If PL/Java is used with SQL_ASCII as the server encoding, the cases are (by increasing complexity):

  1. The database contains no non-ASCII data (or none that will be touched in Java code). There will be no difficulty.

  2. The database contains non-ASCII data all known to be in one standard encoding. It would be simplest for the database to be recreated with this encoding selected, but that may be impractical for various reasons. In that case, this can be handled in the same way as the next case, or PL/Java can be ‘lied to’ about the server encoding by including a -Dorg.postgresql.server.encoding=... in pljava.vmoptions that names the known correct encoding instead.

  3. The database contains non-ASCII data in more than one encoding, with the application somehow knowing which encoding is used where. That is completely possible because SQL_ASCII does not guarantee or validate anything (which means it can also happen over time without being intended). Java code can find regions of strings that match the pattern (?:[\ufdd8-\ufddf][\ufde0-\ufdef])++ and pass those regions back through the SQL_ASCII encoder, and then the decoder for whatever other encoding it determines should apply.

Using PL/Java with standard (not SQL_ASCII) encodings other than UTF8

PL/Java itself will transparently transcode strings from and to any supported encoding, only throwing exceptions if a string coming from PostgreSQL contains sequences not valid in the server encoding, or if a Java string going to PostgreSQL contains characters the server encoding cannot represent.

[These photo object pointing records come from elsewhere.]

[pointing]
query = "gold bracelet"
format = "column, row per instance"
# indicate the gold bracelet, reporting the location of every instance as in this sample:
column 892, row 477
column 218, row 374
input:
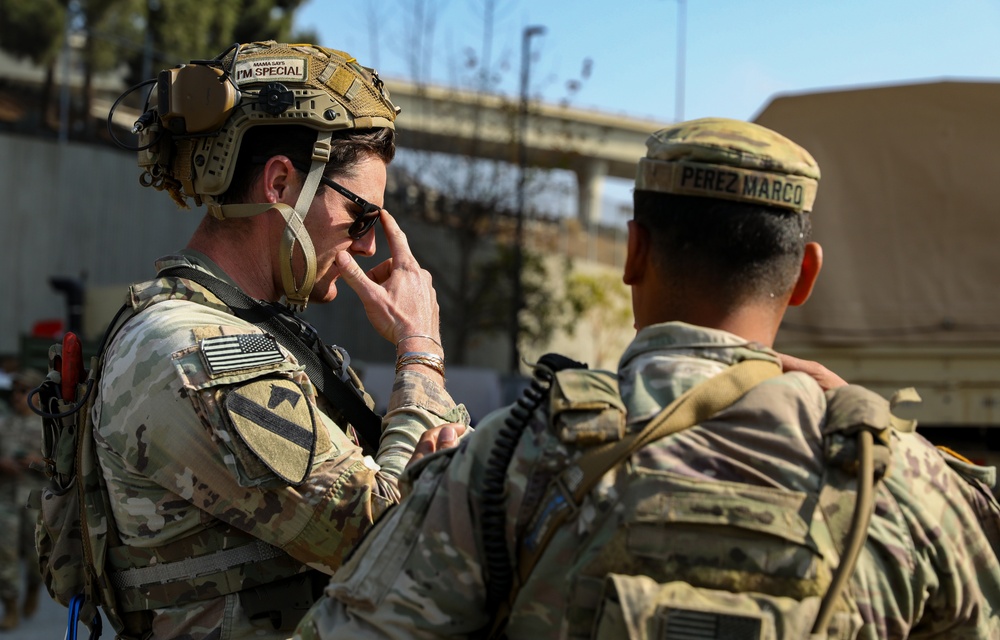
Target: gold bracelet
column 418, row 335
column 430, row 360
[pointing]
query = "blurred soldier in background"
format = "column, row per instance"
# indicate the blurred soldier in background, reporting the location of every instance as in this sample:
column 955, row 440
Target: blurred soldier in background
column 20, row 444
column 241, row 457
column 700, row 492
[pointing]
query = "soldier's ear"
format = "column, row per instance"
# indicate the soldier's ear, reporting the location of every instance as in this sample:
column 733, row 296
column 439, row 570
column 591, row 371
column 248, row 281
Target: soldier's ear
column 812, row 262
column 638, row 253
column 278, row 180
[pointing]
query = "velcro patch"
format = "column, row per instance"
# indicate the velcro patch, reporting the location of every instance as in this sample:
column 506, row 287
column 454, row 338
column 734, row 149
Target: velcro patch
column 228, row 353
column 276, row 421
column 287, row 69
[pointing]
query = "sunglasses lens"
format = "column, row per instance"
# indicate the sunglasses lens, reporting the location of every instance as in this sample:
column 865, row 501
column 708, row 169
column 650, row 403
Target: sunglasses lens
column 363, row 225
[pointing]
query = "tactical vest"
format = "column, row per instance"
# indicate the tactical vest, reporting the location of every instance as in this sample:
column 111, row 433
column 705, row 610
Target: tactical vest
column 84, row 563
column 811, row 543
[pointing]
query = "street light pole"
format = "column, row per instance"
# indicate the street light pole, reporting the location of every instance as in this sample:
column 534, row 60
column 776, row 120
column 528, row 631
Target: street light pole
column 681, row 46
column 522, row 161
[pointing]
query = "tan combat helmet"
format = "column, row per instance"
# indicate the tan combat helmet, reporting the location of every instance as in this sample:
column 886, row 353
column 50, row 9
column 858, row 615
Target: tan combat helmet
column 189, row 138
column 731, row 160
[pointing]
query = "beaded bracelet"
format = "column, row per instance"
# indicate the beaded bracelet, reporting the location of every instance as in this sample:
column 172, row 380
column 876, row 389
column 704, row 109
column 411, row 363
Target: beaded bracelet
column 430, row 360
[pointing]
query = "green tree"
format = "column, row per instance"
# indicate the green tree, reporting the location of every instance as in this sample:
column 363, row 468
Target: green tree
column 604, row 302
column 478, row 208
column 34, row 29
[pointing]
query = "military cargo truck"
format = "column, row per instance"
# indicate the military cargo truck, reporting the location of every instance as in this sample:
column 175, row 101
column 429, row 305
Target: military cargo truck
column 908, row 213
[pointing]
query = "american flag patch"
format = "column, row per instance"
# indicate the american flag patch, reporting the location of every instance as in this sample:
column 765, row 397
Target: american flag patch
column 244, row 351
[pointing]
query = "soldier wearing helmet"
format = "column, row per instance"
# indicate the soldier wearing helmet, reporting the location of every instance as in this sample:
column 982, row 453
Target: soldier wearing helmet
column 701, row 491
column 241, row 455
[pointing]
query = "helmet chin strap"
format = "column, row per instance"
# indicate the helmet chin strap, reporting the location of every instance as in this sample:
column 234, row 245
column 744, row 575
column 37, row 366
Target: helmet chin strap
column 296, row 295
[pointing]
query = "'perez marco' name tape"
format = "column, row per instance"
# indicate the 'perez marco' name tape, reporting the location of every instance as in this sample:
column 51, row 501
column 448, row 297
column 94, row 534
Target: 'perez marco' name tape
column 729, row 183
column 284, row 69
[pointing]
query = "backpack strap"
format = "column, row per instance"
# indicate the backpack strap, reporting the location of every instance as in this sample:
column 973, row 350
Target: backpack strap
column 853, row 412
column 566, row 494
column 288, row 331
column 695, row 406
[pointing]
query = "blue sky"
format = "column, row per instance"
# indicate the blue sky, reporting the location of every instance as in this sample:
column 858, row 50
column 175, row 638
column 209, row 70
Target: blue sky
column 738, row 53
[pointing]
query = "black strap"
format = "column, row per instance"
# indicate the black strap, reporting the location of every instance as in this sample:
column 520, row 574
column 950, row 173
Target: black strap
column 343, row 396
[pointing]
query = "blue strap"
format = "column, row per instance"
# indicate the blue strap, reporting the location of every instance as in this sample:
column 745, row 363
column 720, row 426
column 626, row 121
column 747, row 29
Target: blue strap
column 73, row 622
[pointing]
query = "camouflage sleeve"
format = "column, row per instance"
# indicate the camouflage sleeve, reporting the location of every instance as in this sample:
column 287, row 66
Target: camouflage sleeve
column 930, row 565
column 416, row 404
column 182, row 447
column 419, row 574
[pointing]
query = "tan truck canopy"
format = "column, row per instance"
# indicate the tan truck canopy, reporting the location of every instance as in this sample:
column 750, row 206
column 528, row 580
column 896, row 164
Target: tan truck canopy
column 908, row 213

As long as strings do not include unrepresentable characters, PL/Java considers any standard encoding as good as any other.

PostgreSQL’s own limitations on encodings other than UTF8

Certain features of PostgreSQL itself, however, are degraded in any encoding except UTF8:

  • The hexadecimal escapes in a U&'...' Unicode character string literal are only allowed to encode ASCII characters.

    The Unicode escape syntax works only when the server encoding is UTF8. When other server encodings are used, only code points in the ASCII range (up to \007F) can be specified.

    PostgreSQL 13 eliminates this limitation.

  • The ascii and chr functions behave two different ways, depending on whether the server encoding is a single-byte encoding, or any multi-byte encoding other than UTF8.
    • If it is a multi-byte encoding other than UTF8, they are usable only for strictly ASCII characters (values through 127, or 7f hex), and no others even if available in the encoding.
    • If it is a single-byte encoding, then they are usable with values through 255, and therefore all non-NUL characters available in the encoding, but the numeric value is that of the encoded byte rather than the Unicode codepoint.

The odd behavior of ascii and chr is easily worked around, as simple to/from-codepoint functions are trivial to write in Java or most other PLs.

The restriction on U&'...' strings may be more inconvenient. It does not, of course, prevent writing string literals with non-ASCII content; they can always be written in direct, plain-quoted-literal form, as long as the server and client encodings both cover the content and an editor or input method is in use that allows them to be entered, and a font in which they can be seen. The chief use of the U&'...' form may be when, for explicitness or ease of editing, it is preferred to use a hexadecimal escape instead of entering a given character directly, but that’s exactly what PostgreSQL’s U&'...' syntax can’t be used for if the server encoding isn’t UTF8.

Workarounds are possible, of course, such as defining an IMMUTABLE function in Java or another PL that accepts a string with a hexadecimal escape syntax and returns the decoded string, and using the function call (applied to a plain string literal with escapes) where otherwise a U&'...' literal would be used.

Bottom line

Everything is simplest when using PL/Java in a database with UTF8 as the server encoding.